I also had another piece in the most recent student newspaper, about how long it takes to become self-motivated to exercise. It takes a long time, is the answer, more than six months. Motivation is a problem for me these days, so I'm using my dedication to science to make me exercise instead! Soon I will have to start my daily squats to record the effect on my knee pain. It's quite an intense routine, building up to 250-300 squats in one session. I figure all I have to do is keep telling myself that if I don't do the exercise I will mess up the researcher's experiment, and I can't pretend I did the exercise when I didn't, because that's falsifying data!

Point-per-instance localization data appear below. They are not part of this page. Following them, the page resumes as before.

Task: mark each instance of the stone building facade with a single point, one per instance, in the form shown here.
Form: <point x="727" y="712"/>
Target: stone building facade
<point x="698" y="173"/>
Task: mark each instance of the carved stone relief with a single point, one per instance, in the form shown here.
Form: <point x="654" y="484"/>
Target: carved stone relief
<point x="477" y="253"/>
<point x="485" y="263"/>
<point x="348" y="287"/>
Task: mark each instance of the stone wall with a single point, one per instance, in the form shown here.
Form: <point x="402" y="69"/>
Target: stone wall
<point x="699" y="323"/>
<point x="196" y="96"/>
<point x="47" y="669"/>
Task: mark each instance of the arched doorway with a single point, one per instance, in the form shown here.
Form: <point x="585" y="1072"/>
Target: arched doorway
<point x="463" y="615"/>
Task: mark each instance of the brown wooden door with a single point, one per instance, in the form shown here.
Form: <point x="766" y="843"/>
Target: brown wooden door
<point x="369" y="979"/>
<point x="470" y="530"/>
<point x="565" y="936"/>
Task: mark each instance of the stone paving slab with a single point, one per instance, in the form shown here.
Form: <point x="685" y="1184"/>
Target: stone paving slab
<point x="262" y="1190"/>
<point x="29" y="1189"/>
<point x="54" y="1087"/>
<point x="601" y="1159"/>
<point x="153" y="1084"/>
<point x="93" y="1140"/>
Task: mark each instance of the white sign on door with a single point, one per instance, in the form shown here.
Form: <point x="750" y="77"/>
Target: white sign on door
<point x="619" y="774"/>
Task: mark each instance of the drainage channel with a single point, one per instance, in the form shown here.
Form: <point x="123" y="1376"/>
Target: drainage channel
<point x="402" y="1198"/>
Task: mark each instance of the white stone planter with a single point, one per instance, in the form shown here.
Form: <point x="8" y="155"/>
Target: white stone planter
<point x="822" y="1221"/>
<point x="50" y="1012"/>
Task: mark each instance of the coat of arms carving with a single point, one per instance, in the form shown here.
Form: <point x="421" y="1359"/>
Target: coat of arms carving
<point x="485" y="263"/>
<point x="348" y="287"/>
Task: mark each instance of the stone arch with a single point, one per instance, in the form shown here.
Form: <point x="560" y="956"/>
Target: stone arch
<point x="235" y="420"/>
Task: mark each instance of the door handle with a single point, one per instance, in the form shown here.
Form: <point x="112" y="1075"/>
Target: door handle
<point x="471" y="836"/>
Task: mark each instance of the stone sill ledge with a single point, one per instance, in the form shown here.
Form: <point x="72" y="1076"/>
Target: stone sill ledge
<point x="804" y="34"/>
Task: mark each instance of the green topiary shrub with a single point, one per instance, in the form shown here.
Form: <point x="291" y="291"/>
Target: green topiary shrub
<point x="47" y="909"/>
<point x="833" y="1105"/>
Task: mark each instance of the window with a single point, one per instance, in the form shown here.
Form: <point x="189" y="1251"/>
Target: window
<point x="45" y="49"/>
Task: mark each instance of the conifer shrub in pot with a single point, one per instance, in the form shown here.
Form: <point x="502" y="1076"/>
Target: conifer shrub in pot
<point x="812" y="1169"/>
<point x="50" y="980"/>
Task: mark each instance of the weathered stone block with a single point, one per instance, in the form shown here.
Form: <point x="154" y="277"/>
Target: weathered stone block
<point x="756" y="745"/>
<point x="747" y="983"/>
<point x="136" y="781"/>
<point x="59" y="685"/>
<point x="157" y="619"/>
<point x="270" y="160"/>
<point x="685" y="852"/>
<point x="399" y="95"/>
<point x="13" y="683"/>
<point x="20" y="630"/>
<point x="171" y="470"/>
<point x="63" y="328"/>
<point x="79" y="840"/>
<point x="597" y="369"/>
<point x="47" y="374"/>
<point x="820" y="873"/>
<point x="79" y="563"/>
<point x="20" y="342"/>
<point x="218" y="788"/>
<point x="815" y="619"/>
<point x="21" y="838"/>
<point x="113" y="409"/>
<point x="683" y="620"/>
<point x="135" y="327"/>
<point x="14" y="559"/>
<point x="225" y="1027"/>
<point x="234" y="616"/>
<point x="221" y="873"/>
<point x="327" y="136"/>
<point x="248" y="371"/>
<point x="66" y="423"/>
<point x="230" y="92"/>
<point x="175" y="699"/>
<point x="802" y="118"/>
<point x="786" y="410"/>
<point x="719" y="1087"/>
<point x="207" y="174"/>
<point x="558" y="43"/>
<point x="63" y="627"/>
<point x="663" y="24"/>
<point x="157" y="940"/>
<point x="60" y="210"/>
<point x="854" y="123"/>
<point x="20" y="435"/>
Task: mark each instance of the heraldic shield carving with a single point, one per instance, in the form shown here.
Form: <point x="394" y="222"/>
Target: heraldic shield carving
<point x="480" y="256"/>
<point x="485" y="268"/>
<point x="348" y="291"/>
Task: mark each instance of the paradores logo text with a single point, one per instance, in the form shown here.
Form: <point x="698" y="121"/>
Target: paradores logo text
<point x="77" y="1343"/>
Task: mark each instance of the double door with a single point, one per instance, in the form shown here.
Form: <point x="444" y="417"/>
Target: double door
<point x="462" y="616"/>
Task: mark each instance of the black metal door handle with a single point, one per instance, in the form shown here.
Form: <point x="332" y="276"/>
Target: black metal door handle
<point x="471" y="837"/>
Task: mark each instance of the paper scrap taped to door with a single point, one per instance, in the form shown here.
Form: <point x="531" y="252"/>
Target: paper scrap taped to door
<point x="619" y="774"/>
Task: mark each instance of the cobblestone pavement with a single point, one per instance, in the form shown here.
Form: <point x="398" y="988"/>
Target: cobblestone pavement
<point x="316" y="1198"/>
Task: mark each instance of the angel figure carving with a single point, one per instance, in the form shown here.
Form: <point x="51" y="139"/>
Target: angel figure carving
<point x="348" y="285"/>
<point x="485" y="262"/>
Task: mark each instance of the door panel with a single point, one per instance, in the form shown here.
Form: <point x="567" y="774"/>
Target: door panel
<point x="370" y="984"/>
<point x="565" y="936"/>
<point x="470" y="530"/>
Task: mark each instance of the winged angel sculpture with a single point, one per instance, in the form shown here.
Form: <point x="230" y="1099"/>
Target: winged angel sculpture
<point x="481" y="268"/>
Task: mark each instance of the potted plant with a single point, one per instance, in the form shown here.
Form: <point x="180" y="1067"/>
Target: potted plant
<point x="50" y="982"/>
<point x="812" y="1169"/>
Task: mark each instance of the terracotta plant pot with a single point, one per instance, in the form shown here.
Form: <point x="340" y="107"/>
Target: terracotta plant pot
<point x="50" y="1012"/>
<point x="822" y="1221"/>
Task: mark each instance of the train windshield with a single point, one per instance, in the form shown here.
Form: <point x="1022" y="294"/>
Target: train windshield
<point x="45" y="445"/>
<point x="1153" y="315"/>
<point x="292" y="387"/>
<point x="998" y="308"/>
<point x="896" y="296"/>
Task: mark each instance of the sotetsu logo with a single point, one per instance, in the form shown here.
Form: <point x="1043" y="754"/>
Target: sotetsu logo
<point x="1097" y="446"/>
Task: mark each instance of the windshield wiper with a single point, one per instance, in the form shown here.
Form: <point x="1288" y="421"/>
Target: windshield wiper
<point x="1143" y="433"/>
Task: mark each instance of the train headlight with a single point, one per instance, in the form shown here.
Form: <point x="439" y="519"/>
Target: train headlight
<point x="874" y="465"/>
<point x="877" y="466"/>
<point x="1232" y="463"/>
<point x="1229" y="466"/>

I just returned from my second non-fiction writing class, where we were paired up to critique each other's essay first draft. The essay is about a person who has influenced us or we have strong feelings about. The guy I got paired up with couldn't have had a more different essay than mine. I wrote a very personal essay about my relationship with an ex-boyfriend; he wrote about the history and importance of the prophet Mohammed. Neither of us were English students; I an earth scientist (with a tendency to over-explain rather than abstractly hint) and he a history student (which explained the impersonal tone of his essay). I was my typical twitchy self, nervous to offer advice on anyone else's writing, since I was new to this business. But, as usual I blurted it all out anyway. I found his essay impersonal, how was he influenced directly by Mohammed? He told me he made a concious decision (but didn't know if it was necessarily a good one) to not talk about his moments of doubt, and his experiences. I told him directly I wished he would put those things in, for one it would make the piece more relate-able [I can't believe that's not a word!], and secondly it would be so interesting. His essay so far was more about how Mohammed's history relates to the world around him, but I was so intrigued by the prospect of a Muslim (who had grown up in the States) revealing his intimacy with the religion on the page that I tried to encourage him to open up about it. I hope he does for the next draft, it would make a very compelling piece.
A more grammatically accurate alternative to relate-able would be accessible perhaps?
ReplyDeleteAnyway you have had your first experience of editorial prerogative, yes it feels strange having your words messed with but take it on the chin as it will almost certainly not be the last time it will happen, so as long as what you wrote is there and the meaning has not been lost (some editors will cheerfully rephrase passages so that their core meaning is completely altered) then its still good.